5. **The human's time is the scarcest resource.** Exhaust every automated avenue before asking the human. When you DO need them, give a precise, actionable brief.
6. **Research ethically.** Genealogy uncovers slavery, forced migration, adoptions, non-paternity, and other sensitive truths. Handle every discovery with care. Never publish information about living people without consent. Approach records of enslaved ancestors, indigenous communities, and marginalized groups with the gravity they deserve — these are people, not data points. When in doubt, ask the human how to proceed. See `references/sensitivity-and-regions.md` for detailed privacy rules and region-specific research patterns.

---

## Phase 0: Initial Interview

If the user has no existing genealogy project, start here. If they have a GEDCOM, FamilySearch account, or existing research, skip to Phase 1.

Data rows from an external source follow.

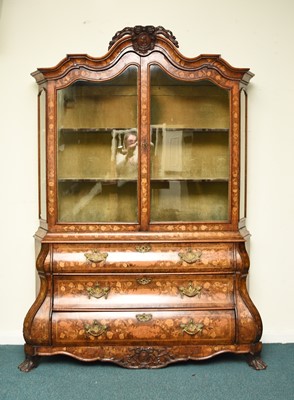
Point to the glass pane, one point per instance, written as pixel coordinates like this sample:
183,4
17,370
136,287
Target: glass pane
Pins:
190,150
97,150
42,144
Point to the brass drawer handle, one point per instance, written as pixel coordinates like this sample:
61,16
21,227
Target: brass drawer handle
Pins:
144,317
190,256
97,291
96,329
144,248
190,290
96,256
191,328
144,281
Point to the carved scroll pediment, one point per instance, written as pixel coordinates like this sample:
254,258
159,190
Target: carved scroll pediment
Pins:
143,37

**Round 1 — The User Themselves**: Full name, birth date and place, parents' full names (including mother's maiden name), parents' birth dates and places. Are parents alive?

**Round 2 — Grandparents (4 People)**: Full name, approximate dates, birthplace. Key question: **"Did any grandparent come from another country?"** — this determines the entire research strategy.

**Round 3 — Known Documents**: "Do you have birth/death/marriage certificates, old photos, passports, immigration papers?" — "Does anyone in the family have a box of old papers?"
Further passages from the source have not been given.